Variación temporal: atendiendo a las cinco especies más abundantes, ¿se observa variación temporal, esto es, aumento o disminución de las capturas con el tiempo?
Variación espacial: ¿se detectan más ejemplares de una especie que de otra según áreas geográficas? Construir una tabla con la proporción de tiburones de cada una de las cinco especies más frecuentes en las distintas zonas de muestreo.

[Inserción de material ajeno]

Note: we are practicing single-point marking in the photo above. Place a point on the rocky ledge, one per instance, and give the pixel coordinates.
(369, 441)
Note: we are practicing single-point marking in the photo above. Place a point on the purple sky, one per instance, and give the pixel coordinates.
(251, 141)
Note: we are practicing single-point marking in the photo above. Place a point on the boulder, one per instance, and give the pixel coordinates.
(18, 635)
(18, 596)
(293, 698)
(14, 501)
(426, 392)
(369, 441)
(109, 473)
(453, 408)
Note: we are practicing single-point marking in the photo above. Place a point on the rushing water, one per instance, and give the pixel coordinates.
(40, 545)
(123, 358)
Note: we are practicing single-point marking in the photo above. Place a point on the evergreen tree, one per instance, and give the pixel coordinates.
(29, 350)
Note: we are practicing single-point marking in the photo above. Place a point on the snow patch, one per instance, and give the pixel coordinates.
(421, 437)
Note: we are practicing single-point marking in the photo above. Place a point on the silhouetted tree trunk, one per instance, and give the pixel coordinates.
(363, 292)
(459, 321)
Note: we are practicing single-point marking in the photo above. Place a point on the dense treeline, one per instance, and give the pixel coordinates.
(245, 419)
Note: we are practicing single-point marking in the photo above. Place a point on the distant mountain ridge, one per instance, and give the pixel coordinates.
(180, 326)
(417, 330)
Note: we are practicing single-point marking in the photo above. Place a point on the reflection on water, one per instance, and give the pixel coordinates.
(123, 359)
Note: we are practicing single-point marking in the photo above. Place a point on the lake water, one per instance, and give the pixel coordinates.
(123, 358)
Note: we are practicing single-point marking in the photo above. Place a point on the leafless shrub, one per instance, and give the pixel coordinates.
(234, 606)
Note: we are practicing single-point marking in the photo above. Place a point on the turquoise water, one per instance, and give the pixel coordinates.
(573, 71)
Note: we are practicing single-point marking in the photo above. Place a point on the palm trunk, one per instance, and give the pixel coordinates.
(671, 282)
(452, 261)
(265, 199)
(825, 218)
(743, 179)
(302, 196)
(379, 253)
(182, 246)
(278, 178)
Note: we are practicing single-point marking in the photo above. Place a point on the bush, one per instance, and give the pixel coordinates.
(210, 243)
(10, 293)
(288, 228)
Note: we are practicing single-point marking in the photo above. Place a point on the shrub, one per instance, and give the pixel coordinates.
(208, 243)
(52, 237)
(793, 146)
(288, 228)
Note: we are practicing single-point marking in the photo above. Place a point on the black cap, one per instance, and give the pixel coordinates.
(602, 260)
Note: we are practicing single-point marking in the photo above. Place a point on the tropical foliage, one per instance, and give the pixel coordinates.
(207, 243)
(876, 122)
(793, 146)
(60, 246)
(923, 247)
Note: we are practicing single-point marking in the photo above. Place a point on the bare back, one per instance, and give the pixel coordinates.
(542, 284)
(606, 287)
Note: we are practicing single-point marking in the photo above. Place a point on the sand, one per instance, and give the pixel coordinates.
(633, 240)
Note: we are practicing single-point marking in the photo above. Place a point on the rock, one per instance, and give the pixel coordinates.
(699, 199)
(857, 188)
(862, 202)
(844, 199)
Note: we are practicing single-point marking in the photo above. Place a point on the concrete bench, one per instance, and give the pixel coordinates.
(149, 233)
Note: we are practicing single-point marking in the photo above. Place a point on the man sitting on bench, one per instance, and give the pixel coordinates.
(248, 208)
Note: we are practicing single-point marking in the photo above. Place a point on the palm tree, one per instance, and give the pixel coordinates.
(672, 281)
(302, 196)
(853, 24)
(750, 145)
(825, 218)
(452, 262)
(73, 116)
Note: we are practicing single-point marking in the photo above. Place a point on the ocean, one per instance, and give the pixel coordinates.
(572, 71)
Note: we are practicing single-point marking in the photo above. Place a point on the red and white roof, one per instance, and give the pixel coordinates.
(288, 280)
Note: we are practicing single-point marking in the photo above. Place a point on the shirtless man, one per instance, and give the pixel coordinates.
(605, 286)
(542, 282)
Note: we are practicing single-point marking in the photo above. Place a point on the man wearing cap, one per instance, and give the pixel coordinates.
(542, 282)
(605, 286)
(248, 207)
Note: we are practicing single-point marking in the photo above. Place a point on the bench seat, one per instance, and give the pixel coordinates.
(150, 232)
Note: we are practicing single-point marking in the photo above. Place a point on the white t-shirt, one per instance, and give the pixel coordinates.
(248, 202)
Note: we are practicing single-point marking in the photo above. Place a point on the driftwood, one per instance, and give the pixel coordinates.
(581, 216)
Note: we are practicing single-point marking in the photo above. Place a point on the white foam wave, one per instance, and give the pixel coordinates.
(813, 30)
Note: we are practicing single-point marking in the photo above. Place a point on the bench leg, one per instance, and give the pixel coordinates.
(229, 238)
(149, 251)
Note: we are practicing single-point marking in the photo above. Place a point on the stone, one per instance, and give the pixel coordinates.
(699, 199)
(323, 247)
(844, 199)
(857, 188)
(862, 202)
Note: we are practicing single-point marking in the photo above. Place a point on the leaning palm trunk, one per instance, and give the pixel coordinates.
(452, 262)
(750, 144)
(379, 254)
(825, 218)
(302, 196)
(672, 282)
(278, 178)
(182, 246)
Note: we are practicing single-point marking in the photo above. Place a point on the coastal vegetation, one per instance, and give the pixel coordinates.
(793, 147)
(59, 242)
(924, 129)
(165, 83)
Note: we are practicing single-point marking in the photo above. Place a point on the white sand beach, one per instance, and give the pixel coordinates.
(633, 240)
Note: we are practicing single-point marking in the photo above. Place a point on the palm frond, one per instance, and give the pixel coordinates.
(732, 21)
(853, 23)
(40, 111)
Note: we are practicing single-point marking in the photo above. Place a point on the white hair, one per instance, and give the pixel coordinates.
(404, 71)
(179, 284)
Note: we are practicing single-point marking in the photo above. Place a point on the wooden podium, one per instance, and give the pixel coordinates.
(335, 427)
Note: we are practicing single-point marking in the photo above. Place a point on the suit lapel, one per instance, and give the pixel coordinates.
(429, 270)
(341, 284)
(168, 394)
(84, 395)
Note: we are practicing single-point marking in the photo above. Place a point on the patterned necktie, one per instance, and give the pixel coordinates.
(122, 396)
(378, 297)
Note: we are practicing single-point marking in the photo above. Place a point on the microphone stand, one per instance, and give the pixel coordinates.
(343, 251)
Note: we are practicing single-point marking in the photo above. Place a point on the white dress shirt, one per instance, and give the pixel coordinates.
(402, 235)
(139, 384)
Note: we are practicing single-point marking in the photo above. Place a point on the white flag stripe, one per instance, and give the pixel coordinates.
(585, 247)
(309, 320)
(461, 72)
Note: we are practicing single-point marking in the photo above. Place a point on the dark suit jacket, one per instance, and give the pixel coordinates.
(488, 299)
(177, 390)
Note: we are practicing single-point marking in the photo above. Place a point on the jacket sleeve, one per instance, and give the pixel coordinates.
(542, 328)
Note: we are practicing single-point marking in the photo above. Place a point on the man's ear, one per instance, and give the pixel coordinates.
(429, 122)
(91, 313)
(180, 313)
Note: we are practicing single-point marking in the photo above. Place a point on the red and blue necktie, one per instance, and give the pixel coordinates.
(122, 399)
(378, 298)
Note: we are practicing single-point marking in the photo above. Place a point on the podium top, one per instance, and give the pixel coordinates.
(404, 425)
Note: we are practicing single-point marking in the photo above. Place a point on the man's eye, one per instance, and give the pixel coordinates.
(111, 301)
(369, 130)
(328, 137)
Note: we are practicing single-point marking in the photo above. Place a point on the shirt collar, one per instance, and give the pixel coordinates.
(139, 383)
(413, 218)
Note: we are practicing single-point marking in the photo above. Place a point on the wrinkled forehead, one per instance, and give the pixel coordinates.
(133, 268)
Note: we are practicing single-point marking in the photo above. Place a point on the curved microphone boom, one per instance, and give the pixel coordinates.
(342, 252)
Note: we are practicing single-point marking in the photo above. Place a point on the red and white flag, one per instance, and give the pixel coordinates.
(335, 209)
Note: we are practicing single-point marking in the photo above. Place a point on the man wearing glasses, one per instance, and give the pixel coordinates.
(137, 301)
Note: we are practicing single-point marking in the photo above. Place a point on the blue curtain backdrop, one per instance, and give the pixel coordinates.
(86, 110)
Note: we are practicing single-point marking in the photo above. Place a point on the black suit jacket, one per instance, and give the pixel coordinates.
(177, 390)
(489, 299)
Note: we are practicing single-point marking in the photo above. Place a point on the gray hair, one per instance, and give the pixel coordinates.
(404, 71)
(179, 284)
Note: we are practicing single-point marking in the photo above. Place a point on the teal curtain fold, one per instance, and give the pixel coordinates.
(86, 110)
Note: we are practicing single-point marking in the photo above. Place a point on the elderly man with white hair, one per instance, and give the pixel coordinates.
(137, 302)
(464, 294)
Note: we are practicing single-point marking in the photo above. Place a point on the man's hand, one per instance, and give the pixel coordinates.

En particular, sería interesante situar los puntos de captura sobre un mapa, como se muestra a continuación:
# Librerías para dibujar mapas
library(rnaturalearth)
library(sf)
library(readxl)
# Leo las lineas de costa
costas <- ne_countries(returnclass="sf")
tiburones <- read_excel("datos/sharks.xlsx")
# Puntos correspondientes a las posiciones de los tiburones BULL WHALER
# y TIGER SHARK
bullTiger <- tiburones %>%
filter(`Species Name`%in%c("BULL WHALER","TIGER SHARK")) %>%
select(Longitude,Latitude,`Species Name`) %>%
filter(!is.na(Longitude)&!is.na(Latitude))
# Miramos el rango de coordenadas de longitud y latitud
bullTiger %>%
summarize(longitud=range(Longitude), latitud=range(Latitude))
## # A tibble: 2 × 2
## longitud latitud
## <dbl> <dbl>
## 1 118. -28.0
## 2 154. 28.2
# Dibujamos el mapa de forma que quede contenida esta región
# (hago el mapa algo más grande para que entre Australia)
ggplot()+
geom_sf(data = costas, color = "black",fill="lightsalmon3") +
coord_sf(xlim=c(110,154),ylim=c(-37,29))
# Convertimos las posiciones de los tiburones a coordenadas geográficas:
posiciones <- st_as_sf(bullTiger,
coords=c("Longitude","Latitude"),
crs=4326)
# Dibujamos las posiciones sobre el mapa y lo adornamos un poco:
ggplot()+
geom_sf(data=costas, color = "black", aes(fill="lightsalmon3")) +
geom_sf(data=posiciones, aes(color=`Species Name`,shape=`Species Name`)) +
coord_sf(xlim=c(110,154),ylim=c(-37,29)) +
scale_shape_manual(values=c(2,1)) + # Para la forma de los puntos
guides(fill=FALSE) +
theme(panel.background = element_rect(fill="lightblue")) # Color del oceano
# Apenas se distinguen las posiciones de las dos especies, porque están casi solapadas.
# Podemos hacer dos mapas, uno por cada especie:
ggplot()+
geom_sf(data=costas, color = "black") +
geom_sf(data=posiciones, aes(color=`Species Name`,shape=`Species Name`)) +
coord_sf(xlim=c(110,154),ylim=c(-37,29)) +
scale_shape_manual(values=c(2,1)) +
facet_wrap(~`Species Name`)# Para la forma de los puntos
Se puede incluir en el informe cualquier otro aspecto de interés que se detecte en estos datos. Para la presentación se valorará la elaboración de las tablas y gráficos adecuados y correctamente elaborados.